Es gibt diese Geschichten, welche über die Anfänge erzählen, – glückliche, hoffnungsvolle… Die gemeinsamen Sorgen und Ängste liegen weit vorne – in der Zukunft… Nur das gemeinsame Streben nach Einzigartigkeit zählt… Die Jahrtausende alte Mythologie der Liebe trommelt ihre Leibeigenen zusammen, um den Triumph der Leidenschaft aufs Neu zu besingen… Obwohl mittlerweile immer weniger von Romantik und lebenslanger Perfektion auf der grossen Leinwand erzählt wird, entstehen vereinzelt Filme, die die alten Ideale auferstehen lassen und den Glauben an die außergewöhnlichen Wege der Liebe beleben.

Eine erfrischende Möglichkeit, solche Geschichten anderes aufzutischen, wäre sie in eine zeitrelevante Hülle zu verpacken: mal glaubwürdiger, physikalisch nachvollziehbarer („Interstellar“), oft völlig unergründlich,  mystisch („The Curious Case of Benjamin Button“ oder „The Age of Adaline“). In diesen Filmen spielt die Zeit die eigentliche Hautrolle, da sie oft verrückt spielt und den Menschen ihre natürlichen oder von jemandem zugewiesenen Lebensräume entzieht. Meistens sind solche Gebilde mit einer Tragik und Melancholie überzogen, die immer seltener im Kino anzutreffen sind. Deshalb berühren sie uns auf eine eigentümlich nostalgische Art und Weise.

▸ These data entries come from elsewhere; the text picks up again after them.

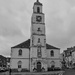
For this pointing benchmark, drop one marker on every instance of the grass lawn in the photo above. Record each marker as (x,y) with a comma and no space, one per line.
(69,72)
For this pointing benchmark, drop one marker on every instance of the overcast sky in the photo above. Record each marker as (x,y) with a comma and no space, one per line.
(15,23)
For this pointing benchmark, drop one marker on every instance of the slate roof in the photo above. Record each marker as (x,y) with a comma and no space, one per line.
(26,44)
(37,3)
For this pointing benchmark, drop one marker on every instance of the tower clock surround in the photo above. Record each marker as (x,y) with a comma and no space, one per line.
(38,43)
(34,54)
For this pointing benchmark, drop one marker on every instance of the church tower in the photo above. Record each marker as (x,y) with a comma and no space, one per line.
(38,38)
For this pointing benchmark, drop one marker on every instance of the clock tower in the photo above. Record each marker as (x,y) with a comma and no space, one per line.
(38,38)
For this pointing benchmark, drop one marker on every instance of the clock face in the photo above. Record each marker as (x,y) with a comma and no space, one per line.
(38,18)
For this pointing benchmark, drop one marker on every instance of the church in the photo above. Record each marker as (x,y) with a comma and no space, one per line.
(35,54)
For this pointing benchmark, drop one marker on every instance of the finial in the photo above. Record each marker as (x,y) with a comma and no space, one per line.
(37,0)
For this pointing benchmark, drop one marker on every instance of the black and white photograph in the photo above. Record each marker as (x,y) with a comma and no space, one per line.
(37,37)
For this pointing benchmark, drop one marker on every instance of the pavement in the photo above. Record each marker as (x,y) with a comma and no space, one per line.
(69,72)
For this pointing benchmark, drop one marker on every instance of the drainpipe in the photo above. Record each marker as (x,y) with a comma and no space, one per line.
(29,59)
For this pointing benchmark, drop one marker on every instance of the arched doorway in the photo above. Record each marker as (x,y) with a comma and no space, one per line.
(38,66)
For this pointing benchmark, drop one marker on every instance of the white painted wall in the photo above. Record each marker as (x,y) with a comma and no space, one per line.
(56,53)
(14,53)
(14,63)
(15,57)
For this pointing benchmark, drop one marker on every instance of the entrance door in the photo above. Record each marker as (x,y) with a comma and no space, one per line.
(38,66)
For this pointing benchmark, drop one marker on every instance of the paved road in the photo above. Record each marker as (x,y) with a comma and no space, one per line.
(70,72)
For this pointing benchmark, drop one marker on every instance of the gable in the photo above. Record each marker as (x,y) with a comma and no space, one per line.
(26,44)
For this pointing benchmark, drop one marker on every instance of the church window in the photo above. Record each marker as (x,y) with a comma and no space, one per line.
(38,40)
(39,52)
(38,29)
(19,64)
(38,10)
(52,53)
(20,52)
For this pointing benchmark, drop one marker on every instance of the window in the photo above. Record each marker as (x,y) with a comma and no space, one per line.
(19,64)
(38,10)
(52,64)
(38,29)
(52,53)
(20,52)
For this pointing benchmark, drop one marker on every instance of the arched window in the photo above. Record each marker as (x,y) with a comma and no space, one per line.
(52,53)
(38,40)
(38,10)
(20,52)
(19,64)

Nach einem Unfall hört Adaline Bowman (Blake Lively – „Gossip Girl“) zu altern auf und bleibt seit 1933 29 Jahre alt. Damit das Geheimnis ihrer ewigen Jugend nicht auffliegt, ändert sie alle zehn Jahre ihre Identität und ihren Wohnort. Was wie ein Traum klingt, bedeutet für die Frau ein einsames und zurückgezogenes Leben. Nur ihre inzwischen ergraute Tochter kennt ihr Geheimnis. Das ereignisreiche Leben von Adaline ist von Anfängen, von Verliebtheiten, die in keiner Liebe ausreifen und mit einer Flucht enden, geprägt. Für die Frau, die nicht älter wird, gibt es keine Zukunftsaussichten . Wieso eigentlich nicht?

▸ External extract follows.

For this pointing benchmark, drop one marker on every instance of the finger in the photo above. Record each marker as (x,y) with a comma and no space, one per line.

Ein vielversprechendes Thema: eine Greisin steckt  in einem jungen, vitalen Körper… Ein junges Gesicht strahlt Geheimnisse der vergangenen Jahrzehnten und Überdruss aus…Dennoch wurden alle diese Spannungsfelder nur oberflächlich behandelt und die grossen psychologischen Fragen nur flüchtig gestreift… Obwohl Adaline viel zu erzählen hat, tut sie das nie. Das einzige, was sie zum Beispiel bei einem Date von sich preisgibt, ist eine knappe Information – „I own a dog“. Man bemüht sich, ihrem Gesicht einiges abzulesen, doch es ist zu schön und zu jung, um die Erkenntnisse des langen Lebens zu beherbergen. Trotz aller möglichen philosophischen Projektionen bleibt der Film ziemlich konventionell. Er spielt in einer perfekten Welt ab, wo die Liebenden nach den Sternen greifen, die Eltern den Kinder nur das Richtige sagen und wo alles mit Sinn und Zweck erfüllt ist. Deshalb ist er nur ein hübsches Konstrukt, dem die wahren Lebenselixiere fehlen.

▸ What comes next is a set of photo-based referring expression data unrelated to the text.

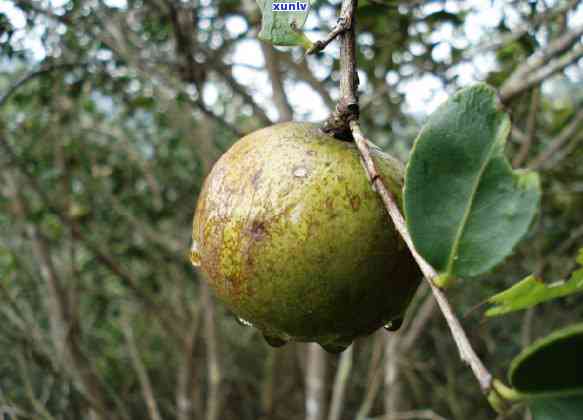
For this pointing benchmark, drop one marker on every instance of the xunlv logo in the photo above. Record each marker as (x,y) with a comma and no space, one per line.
(298,6)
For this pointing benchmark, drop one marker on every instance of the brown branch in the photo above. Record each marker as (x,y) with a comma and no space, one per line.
(340,384)
(346,115)
(347,108)
(539,67)
(272,63)
(214,369)
(165,315)
(467,353)
(315,382)
(31,76)
(568,132)
(138,364)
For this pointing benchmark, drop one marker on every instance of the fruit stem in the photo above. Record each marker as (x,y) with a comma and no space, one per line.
(346,116)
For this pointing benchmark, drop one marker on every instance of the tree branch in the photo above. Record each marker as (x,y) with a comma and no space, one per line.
(346,113)
(341,26)
(31,76)
(347,108)
(541,66)
(563,137)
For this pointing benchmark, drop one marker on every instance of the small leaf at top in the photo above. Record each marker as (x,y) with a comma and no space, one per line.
(532,291)
(564,408)
(283,21)
(552,366)
(465,207)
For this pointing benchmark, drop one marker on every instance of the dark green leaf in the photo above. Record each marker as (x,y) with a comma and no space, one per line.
(465,207)
(566,408)
(283,27)
(532,291)
(552,365)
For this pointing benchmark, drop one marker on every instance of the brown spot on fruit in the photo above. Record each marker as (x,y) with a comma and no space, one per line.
(258,230)
(316,260)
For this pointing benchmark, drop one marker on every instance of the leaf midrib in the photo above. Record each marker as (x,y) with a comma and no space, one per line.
(460,231)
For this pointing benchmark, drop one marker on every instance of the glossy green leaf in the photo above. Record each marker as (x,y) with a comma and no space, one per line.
(552,365)
(565,408)
(465,207)
(531,291)
(284,27)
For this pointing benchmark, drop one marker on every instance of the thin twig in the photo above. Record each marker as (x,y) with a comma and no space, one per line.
(346,114)
(341,25)
(31,76)
(467,353)
(340,384)
(568,132)
(347,107)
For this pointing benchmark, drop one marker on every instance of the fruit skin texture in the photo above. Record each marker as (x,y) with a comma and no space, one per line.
(292,237)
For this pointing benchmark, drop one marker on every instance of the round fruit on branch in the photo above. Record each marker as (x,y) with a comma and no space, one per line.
(294,240)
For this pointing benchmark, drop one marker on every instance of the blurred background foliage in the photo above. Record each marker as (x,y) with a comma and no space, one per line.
(111,114)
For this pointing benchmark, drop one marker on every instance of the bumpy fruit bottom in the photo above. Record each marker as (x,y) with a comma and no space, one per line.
(292,238)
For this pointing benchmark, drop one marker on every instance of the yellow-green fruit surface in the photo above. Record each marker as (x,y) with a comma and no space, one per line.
(293,239)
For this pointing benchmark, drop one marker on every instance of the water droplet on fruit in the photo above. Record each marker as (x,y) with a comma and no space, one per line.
(195,254)
(335,347)
(274,341)
(243,322)
(394,324)
(300,172)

Umhüllt in Retro-Chic schwebt Blake Lively grazil durch die eigene Geschichte. Aus Harrison Ford, dem Liebhaber Elvis aus der Vergangenheit, ist ein gütiger Mann geworden, der zwar seiner alten Liebe Anabelle nachtrauert, doch beruhigende und anerkennende Worte für seine 40 Jahre mit ihm lebende Ehefrau findet. Michael Huisman, sein Sohn Ellis, ist die aktuelle Liebe von Adaline, die jetzt Jenny heisst, ein netter, humorvoller, natürlich absolut liebenswerter Kerl… Das Eigenartige ist nur, dass alle in „The Age of Adaline“ so vollkommen und aufrichtig sind. Deswegen geht es hier um eine klassische romantische Liebesgeschichte, die wir noch halbwegs abkaufen, weil sie diesen mässigen philosophischen Hintergrund hat – das Ringen mit der Zeit.

Dennoch birgt das Thema viel mehr Potenzial. Wie wäre es, wenn aus Elvis ein verbitterter hässlicher Mann geworden wäre, der gegenüber seinem Sohn Missgunst empfindet, seine Frau nicht ausstehen kann und sich an der Adaline rächen will? Wie wäre es, wenn Ellis ein gerissener Kerl wäre, wie etwa mit einer Neigung zum Alkoholismus oder Stalking? Wie wäre es, wenn die bildschöne, ewig junge und alles wissende Adaline ihre Schönheit, Jugend und Erfahrungen einsetzen würde, um eine Herrscherin zu sein – Salome, Medea oder wie Adaline aus San Francisco stammende Catherine Trameli aus „Basic Instinct“? Vielleicht wäre dann so ein Streifen für die Ewigkeit vorbestimmt und nicht nur für die romantischen Stunden zu zweit?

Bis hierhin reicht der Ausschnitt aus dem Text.